Children play tag sports like kho-kho and pakdam-pakdai. Girls and boys give out free hugs. Musicians plug at their guitars. A crowd gathers around them to belt out popular songs in a spirit of camaraderie. Another throng sways to the chants of "Hare Rama Hare Krishna" while Bhangra (a dance form) enthusiasts dance on the pavement.
This is Delhi's biggest party and everyone is invited to the morning bash.
"We hug boys and girls. We just want to spread love," said Samridhi, an 11th grader in a pink sweatshirt, smiling broadly. "I love coming here with my friends. Everyone has the freedom to do what they want."
Siddhaant Chabbra, a college student, did push-ups in the middle of the road. His friends kept count - "39...40...41" - and burst into applause when he hit 42. "We wake up at five to come and there is always something new to look forward to," he said after catching his breath.
Thousands leave their homes at sunrise to participate in Raahgiri -- a people's movement in Delhi and its suburb of Gurgaon that literally translates to the right to the road -- to reclaim the streets for pedestrians from seven to 10 every Sunday morning. Raahgiri, organised with the help of city authorities and the local police, is a reaction to the challenges confronting Indians living in rapidly growing cities: traffic jams, road safety, dirty air and the pursuit of a healthy lifestyle. Its motto is "our freedom, our roads."
In Delhi, Raahgiri happens over the two-and-a-half kilometre stretch of Connaught Place's inner circle, at the heart of Delhi, which is closed off to all vehicles for three hours.
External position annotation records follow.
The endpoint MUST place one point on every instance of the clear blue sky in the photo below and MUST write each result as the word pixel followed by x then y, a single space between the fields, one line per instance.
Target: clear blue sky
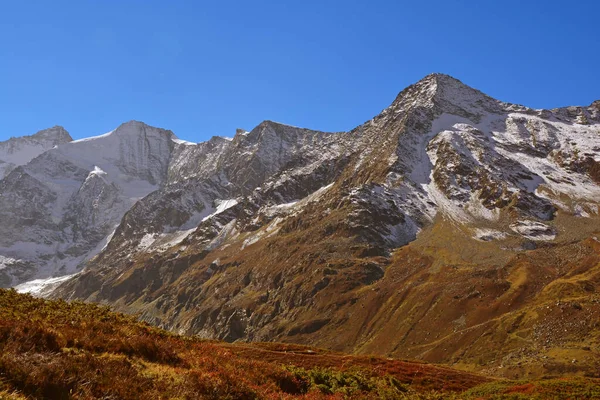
pixel 203 68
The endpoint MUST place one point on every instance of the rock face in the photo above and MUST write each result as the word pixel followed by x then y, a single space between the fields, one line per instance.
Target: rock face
pixel 450 216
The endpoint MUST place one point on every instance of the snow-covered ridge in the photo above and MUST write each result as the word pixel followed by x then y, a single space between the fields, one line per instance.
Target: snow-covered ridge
pixel 442 148
pixel 19 151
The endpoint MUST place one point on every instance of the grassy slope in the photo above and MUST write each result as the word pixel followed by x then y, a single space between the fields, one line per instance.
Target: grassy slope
pixel 60 350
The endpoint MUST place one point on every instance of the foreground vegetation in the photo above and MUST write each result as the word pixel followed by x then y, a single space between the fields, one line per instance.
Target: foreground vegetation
pixel 60 350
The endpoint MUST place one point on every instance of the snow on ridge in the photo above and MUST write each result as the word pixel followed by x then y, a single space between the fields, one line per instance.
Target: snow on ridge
pixel 93 138
pixel 222 205
pixel 183 142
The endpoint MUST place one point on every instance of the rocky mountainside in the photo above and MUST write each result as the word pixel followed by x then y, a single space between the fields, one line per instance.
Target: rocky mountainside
pixel 452 227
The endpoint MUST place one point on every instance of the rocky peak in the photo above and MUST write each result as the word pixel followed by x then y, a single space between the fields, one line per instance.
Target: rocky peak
pixel 446 94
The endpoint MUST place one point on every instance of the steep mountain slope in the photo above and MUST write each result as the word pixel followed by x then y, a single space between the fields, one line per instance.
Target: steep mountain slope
pixel 60 208
pixel 19 151
pixel 452 227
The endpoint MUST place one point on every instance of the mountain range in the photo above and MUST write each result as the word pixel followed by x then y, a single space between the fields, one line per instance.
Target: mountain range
pixel 452 228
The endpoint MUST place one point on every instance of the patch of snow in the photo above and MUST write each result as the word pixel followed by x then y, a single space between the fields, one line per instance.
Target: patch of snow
pixel 534 230
pixel 222 205
pixel 40 287
pixel 183 142
pixel 487 235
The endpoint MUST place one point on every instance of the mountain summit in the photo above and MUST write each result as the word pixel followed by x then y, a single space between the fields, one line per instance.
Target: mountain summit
pixel 444 228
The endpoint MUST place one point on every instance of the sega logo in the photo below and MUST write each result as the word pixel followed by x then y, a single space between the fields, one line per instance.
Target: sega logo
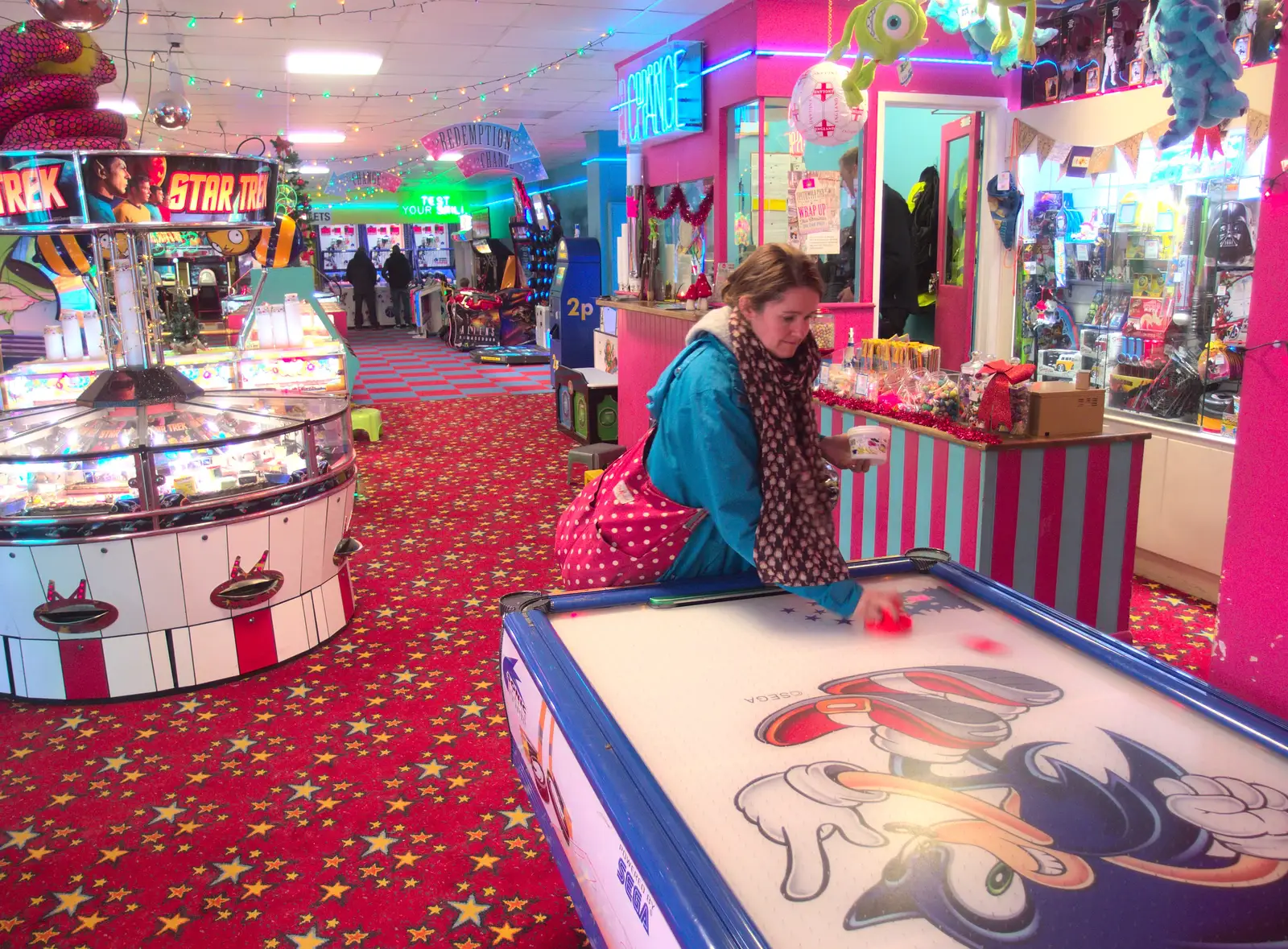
pixel 635 893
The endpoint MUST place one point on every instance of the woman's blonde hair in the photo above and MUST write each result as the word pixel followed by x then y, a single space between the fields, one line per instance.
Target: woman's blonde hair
pixel 770 272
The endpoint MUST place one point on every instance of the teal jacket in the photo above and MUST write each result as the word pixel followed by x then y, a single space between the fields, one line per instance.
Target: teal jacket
pixel 706 455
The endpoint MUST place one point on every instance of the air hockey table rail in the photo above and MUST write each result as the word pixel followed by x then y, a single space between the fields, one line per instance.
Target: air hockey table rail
pixel 719 764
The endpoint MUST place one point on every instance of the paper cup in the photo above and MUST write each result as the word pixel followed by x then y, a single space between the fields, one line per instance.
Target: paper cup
pixel 869 442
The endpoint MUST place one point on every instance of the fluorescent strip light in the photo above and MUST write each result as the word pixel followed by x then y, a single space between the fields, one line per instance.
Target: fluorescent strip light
pixel 126 107
pixel 334 64
pixel 315 138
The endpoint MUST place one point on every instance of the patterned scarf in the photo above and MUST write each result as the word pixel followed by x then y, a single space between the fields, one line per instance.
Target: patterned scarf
pixel 795 540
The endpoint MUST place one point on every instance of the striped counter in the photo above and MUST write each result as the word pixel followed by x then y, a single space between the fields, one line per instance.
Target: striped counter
pixel 1054 519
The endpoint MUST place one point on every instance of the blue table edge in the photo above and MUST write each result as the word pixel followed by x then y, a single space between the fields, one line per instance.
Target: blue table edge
pixel 592 730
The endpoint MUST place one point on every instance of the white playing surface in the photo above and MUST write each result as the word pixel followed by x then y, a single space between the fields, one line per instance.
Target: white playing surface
pixel 689 687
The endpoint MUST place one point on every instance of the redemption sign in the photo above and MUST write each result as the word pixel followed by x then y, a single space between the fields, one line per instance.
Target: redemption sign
pixel 663 98
pixel 487 147
pixel 102 189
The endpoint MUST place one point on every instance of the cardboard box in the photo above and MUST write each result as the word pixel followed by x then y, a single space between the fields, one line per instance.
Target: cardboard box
pixel 605 352
pixel 1059 410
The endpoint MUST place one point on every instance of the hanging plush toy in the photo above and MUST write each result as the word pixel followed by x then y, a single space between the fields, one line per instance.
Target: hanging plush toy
pixel 982 30
pixel 49 79
pixel 882 31
pixel 1198 66
pixel 1026 49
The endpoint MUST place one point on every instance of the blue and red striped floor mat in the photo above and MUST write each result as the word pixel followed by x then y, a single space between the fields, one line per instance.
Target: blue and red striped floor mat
pixel 397 366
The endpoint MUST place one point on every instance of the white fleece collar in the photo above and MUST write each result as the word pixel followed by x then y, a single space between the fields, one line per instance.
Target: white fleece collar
pixel 715 324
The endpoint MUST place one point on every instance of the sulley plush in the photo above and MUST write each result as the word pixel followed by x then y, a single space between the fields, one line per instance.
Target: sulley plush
pixel 1198 66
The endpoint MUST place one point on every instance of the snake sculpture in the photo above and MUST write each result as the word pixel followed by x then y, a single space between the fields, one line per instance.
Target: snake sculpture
pixel 49 79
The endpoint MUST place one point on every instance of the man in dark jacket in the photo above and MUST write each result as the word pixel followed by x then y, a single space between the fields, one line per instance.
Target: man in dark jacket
pixel 397 272
pixel 361 274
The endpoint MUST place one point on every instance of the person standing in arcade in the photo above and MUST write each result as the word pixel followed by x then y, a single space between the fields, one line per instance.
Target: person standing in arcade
pixel 397 273
pixel 733 474
pixel 361 274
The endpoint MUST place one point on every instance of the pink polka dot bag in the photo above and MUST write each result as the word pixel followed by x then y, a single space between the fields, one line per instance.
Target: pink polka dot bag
pixel 622 530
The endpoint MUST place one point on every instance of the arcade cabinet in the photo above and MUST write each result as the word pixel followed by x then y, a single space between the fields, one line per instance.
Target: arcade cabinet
pixel 573 312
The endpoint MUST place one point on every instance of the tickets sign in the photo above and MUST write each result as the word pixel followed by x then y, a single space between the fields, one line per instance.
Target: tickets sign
pixel 103 189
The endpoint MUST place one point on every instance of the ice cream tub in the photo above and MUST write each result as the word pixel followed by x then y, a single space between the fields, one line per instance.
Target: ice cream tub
pixel 869 442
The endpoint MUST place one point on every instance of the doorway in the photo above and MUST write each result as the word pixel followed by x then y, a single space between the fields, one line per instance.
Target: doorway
pixel 921 210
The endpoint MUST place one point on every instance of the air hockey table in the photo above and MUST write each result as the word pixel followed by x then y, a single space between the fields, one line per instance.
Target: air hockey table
pixel 724 765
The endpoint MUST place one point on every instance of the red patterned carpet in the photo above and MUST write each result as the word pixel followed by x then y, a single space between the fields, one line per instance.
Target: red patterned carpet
pixel 362 794
pixel 1175 627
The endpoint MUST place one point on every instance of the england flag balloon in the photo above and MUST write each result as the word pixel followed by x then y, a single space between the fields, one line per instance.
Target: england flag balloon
pixel 818 109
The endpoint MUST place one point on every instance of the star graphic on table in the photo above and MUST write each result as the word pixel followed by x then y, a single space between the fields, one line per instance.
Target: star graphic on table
pixel 309 940
pixel 379 844
pixel 469 912
pixel 70 902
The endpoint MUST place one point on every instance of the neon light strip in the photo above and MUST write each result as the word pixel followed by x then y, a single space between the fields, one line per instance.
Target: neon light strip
pixel 544 191
pixel 807 54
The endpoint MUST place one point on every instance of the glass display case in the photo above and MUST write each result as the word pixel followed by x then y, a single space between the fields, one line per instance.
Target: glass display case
pixel 1144 279
pixel 766 157
pixel 77 472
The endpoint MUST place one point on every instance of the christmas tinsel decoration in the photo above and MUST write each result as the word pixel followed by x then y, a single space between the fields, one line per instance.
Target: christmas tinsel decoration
pixel 927 420
pixel 675 201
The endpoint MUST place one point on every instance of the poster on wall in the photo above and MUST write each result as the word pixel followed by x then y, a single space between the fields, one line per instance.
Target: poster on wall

The stage is set for jogging, cycling, dancing, skating and exercising. People come in droves to do everything from yoga and Zumba to play football, cricket and badminton.
Neha Arora, 29, had no takers when she was charging 100 rupees to take photos of the morning revellers. "I decided to do it for free and the line went around the corner," she said. Arora doesn't mind editing and emailing the photos to 80 people free of charge. "Everyone is having such a good time and I'm happy to contribute to it," she said.
Raahgiri is inspired by Colombia's Ciclovia movement to make roads available for pedestrians and cyclists in Bogota. Over a million people use roads free of cars on Sunday in Colombia. Enrique Penalosa, the former mayor of Bogota, who was responsible for expanding Ciclovia in the nineties, attended the first anniversary of Raahgiri in Gurgaon on November 16.
Raahgiri came to Delhi in September. Its organisers are Indian activists, who want to promote non-motorized travel and assert the rights of pedestrians over roads. They say around 8,000 to 10,000 people come to Connaught Place every Sunday.
Jasbir Singh, a core organiser, said that Raahgiri wants to inspire Delhiites to be physically active and use their legs instead of vehicles. Its overarching message is about choosing to walk instead of driving cars to cover short distances. The other message is for the government to factor in pedestrians and public spaces while planning cities. "Infrastructure is not just about building flyovers. We need to build cities not real estate," he said.
Besides Delhi and Gurgaon, Raahgiri has reached Ludhiana, Mumbai and Ahmedabad. Singh expects to cover 20 cities by next year. "Sundays will never been the same again," he said.
Organisers said that the first Raahgiri in Delhi's Dwarka was attended by more than 10,000 people last Sunday.
DISCLOSURE: The Times of India is a media partner of Raahgiri.